Under probability, there was an example given, i.e. what is the probability of rolling three dice, and getting at least one six?

MGMAT's strategy is to calculate the probability of not getting a 6 (i.e. 5/6 x 5/6 x 5/6 = 125/216) and reducing 1 from this figure to get the answer. (The answer is 91/216)

However, I calculated it as follows:

(probability of getting one six) + (probability of getting 2 sixes) + (probability of getting 3 sixes)
= 3(1/6*5/6*5/6) + 3(1/6*1/6*5/6) + 3(1/6*1/6*1/6)
= 93/216

I multiplied each probability by 3 in order to take into account the separate scenarios of dice 1, dice 2 or dice 3 rolling a 6 individually.

I understand the logic of MGMAT's approach but I'm uncertain as to why my approach doesn't seem to work. Hope you can help clarify this. Thanks!

hi -

the approach doesn't work because you shouldn't multiply by 3 in all three cases.

to wit:

there are 3 ways to roll one six: [die 1, die 2, die 3]
not-6 ... not-6 ... 6
not-6 ... 6 ... not-6
6 ... not-6 ... not-6
therefore, you are correct in multiplying this probability by 3.

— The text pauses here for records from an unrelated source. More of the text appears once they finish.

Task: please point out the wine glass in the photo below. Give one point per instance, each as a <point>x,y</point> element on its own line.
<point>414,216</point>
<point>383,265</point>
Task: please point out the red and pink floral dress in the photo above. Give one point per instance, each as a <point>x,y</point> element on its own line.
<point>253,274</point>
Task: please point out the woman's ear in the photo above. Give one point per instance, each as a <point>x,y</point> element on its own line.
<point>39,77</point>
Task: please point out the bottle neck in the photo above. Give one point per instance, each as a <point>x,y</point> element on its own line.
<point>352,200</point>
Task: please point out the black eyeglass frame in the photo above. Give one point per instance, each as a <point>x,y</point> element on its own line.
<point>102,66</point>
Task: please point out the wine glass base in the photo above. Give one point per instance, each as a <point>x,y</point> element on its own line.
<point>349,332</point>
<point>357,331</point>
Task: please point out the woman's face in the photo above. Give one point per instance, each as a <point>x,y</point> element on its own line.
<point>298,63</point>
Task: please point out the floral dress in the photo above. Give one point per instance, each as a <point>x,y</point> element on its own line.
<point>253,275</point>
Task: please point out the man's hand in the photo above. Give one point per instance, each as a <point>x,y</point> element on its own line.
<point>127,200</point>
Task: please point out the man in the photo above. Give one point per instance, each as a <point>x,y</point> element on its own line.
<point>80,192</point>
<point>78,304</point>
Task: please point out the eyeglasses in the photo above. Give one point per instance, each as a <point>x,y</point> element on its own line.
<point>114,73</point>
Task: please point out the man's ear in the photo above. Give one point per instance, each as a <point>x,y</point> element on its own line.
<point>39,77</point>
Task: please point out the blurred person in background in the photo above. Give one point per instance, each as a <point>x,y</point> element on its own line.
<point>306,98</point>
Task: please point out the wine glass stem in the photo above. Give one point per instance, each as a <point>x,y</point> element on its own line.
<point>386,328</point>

there are also 3 ways to roll two sixes: [die 1, die 2, die 3]
not-6 ... 6 ... 6
6 ... not-6 ... 6
6 ... 6 ... not-6
therefore, you should (and did) also multiply this probability by 3.

however,
there is only one way to roll all sixes (6 ... 6 ... 6).
therefore, you don't multiply that probability by 3. fix this error and you'll arrive at 91/216, the same probability arising from our calculation.

by the way, this post is a strong endorsement for our solution, using the (1 - x) method: why would you want to go to all this trouble, anyway...?

hope no one reading this post believes in all that 'mark of the beast' stuff.

Thanks Ron. Tricky stuff!

I'll definitely use MGMAT's technique, just wanted to see if my concepts were on right. Thanks again!

good times.

it's good to have both solutions at your disposal, so that, if either one fails to work, you can turn immediately to the other.